Distributed clusters might encounter performance problems or unpredictable failures, especially when they are running in the cloud. Of all the kinds of failures, kernel failures may be the most difficult to analyze and simulate.
A practical solution is Berkeley Packet Filter (BPF), a highly flexible, efficient virtual machine that runs in the Linux kernel. It allows bytecode to be safely executed in various hooks, which exist in a variety of Linux kernel subsystems. BPF is mainly used for networking, tracing, and security.

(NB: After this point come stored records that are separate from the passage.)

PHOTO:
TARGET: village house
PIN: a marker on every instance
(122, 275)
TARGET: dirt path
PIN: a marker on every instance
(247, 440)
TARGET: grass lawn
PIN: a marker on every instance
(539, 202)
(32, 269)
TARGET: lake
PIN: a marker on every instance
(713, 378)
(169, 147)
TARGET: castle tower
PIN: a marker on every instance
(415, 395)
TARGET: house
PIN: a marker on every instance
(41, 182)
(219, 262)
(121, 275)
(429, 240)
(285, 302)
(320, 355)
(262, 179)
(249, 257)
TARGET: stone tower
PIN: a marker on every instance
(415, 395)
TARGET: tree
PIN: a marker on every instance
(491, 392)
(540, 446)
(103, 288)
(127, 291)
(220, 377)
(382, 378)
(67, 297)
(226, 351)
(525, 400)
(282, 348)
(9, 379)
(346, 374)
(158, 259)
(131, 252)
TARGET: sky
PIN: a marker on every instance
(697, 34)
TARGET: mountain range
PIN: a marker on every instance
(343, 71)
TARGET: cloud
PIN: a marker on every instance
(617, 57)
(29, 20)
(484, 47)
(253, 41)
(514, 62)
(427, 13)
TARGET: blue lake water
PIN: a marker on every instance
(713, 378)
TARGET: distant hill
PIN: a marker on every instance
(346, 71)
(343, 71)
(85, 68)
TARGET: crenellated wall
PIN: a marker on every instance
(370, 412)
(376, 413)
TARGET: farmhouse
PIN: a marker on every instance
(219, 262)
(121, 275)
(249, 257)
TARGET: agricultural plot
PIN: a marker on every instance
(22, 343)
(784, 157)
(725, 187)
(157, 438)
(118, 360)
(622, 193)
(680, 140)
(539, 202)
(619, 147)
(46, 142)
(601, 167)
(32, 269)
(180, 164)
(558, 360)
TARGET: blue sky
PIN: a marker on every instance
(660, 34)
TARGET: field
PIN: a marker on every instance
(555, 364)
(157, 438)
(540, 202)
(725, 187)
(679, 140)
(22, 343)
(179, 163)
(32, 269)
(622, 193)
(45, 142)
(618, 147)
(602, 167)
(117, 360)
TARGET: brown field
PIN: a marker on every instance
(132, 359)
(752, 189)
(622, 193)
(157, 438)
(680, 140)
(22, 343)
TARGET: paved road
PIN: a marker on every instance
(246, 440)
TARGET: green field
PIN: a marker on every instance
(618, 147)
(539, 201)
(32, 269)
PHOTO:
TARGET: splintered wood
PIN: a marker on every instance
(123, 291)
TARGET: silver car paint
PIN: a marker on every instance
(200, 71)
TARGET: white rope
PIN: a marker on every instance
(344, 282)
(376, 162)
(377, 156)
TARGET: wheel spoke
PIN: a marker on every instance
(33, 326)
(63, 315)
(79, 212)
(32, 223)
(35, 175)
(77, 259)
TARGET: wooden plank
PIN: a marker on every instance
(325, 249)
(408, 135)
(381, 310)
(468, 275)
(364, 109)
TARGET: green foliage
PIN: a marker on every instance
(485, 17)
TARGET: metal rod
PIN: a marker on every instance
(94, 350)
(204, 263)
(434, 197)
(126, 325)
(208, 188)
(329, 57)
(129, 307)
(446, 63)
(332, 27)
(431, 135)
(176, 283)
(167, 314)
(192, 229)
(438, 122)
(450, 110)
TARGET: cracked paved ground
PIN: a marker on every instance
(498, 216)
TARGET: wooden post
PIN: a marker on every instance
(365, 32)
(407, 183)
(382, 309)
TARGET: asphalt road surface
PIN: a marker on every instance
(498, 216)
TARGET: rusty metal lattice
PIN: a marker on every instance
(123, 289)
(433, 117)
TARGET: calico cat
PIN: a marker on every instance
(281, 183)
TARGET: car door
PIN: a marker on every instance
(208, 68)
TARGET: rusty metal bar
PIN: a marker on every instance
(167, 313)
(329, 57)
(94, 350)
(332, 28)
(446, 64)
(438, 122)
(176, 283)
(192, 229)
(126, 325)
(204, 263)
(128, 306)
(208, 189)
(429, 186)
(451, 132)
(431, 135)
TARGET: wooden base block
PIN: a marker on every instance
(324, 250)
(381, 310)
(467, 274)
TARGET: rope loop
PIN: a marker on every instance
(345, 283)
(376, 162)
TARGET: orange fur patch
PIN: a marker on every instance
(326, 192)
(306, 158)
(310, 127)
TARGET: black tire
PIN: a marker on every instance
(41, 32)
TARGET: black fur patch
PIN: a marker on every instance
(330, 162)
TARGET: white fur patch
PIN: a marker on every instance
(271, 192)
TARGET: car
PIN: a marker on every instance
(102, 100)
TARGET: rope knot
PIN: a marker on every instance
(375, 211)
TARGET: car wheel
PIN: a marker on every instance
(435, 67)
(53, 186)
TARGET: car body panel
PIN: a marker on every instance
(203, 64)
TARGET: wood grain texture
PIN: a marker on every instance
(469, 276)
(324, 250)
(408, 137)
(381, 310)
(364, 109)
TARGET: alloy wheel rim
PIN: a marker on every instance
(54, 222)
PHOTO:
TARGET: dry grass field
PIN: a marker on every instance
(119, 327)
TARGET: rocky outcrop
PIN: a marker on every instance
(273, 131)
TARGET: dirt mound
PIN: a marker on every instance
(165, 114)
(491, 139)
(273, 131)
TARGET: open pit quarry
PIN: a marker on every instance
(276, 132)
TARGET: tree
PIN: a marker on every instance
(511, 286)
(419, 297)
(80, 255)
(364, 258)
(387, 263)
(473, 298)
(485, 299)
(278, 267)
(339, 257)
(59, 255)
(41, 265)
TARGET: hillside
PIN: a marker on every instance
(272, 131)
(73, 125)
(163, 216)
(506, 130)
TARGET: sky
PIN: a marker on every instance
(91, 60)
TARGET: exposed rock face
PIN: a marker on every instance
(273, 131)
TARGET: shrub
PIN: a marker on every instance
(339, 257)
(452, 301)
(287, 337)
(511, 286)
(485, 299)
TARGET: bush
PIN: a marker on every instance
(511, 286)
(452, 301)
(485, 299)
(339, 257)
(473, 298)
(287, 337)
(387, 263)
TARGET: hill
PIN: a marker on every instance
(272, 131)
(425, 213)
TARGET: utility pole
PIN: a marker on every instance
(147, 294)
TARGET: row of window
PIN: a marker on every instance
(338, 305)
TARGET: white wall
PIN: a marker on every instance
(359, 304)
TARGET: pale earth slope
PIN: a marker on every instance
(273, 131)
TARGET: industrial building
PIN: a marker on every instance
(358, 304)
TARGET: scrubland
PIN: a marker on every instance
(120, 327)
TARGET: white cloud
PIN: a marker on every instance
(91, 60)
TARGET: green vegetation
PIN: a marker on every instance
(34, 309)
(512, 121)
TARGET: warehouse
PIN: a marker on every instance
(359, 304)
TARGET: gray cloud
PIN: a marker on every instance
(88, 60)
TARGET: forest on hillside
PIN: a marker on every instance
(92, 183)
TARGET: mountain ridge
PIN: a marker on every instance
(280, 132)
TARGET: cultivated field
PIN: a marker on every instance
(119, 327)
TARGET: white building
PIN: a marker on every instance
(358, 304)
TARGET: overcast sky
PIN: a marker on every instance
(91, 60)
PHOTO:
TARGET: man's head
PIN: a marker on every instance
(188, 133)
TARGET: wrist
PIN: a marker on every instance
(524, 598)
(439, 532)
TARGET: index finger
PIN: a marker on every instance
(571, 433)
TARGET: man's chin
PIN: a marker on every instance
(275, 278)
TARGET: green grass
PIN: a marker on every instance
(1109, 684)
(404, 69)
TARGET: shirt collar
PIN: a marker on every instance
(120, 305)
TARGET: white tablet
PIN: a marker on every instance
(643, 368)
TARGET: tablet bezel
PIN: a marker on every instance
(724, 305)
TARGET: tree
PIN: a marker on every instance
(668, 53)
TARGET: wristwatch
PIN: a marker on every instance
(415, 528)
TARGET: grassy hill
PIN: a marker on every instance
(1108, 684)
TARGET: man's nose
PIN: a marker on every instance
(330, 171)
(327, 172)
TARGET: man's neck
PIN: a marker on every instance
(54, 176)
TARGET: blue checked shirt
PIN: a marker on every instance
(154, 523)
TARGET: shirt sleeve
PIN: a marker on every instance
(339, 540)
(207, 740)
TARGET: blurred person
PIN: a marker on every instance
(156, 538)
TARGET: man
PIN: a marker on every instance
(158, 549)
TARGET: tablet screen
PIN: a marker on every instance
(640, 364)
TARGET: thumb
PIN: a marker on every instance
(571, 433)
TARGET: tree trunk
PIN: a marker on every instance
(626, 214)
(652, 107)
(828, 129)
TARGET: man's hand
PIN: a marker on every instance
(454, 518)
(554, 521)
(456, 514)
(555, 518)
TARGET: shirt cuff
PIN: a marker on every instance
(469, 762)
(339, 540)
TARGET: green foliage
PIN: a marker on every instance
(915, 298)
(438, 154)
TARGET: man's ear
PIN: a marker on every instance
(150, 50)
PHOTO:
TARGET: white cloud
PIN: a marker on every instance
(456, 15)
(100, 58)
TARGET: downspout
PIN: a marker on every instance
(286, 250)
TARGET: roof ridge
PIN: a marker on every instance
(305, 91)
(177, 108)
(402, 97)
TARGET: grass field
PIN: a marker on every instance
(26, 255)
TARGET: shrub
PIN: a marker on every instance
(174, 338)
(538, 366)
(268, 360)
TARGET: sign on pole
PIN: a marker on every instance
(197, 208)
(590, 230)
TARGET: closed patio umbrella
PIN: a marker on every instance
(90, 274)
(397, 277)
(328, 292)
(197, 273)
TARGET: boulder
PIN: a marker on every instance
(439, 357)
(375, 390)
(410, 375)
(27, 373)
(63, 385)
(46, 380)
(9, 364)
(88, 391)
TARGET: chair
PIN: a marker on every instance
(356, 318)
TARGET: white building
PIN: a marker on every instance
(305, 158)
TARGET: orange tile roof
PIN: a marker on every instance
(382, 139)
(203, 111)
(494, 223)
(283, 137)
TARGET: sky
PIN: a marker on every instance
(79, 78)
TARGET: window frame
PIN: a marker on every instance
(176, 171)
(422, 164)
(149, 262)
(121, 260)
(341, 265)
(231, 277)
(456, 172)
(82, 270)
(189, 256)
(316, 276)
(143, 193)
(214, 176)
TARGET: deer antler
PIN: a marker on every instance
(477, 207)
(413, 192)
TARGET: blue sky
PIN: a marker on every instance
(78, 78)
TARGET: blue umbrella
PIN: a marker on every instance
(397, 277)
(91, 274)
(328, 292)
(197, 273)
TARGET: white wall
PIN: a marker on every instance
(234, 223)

Based on BPF, there are two development modes:
- The BPF Compiler Collection (BCC) toolkit offers many useful resources and examples to construct effective kernel tracing and manipulation programs. However, it has disadvantages.
- libbpf + BPF CO-RE (Compile Once – Run Everywhere) is a different development and deployment mode than the BCC framework. It greatly reduces storage space and runtime overhead, which enables BPF to support more hardware environments, and it optimizes programmers' development experience.
In this post, I'll describe why libbpf-tools, a collection of applications based on the libbpf + BPF CO-RE mode, is a better solution than bcc-tools and how we're using libbpf-tools at PingCAP.
BCC embeds LLVM or Clang to rewrite, compile, and load BPF programs. Although it does its best to simplify BPF developers' work, it has these drawbacks:
- It uses the Clang front-end to modify user-written BPF programs. When a problem occurs, it's difficult to find the problem and figure out a solution.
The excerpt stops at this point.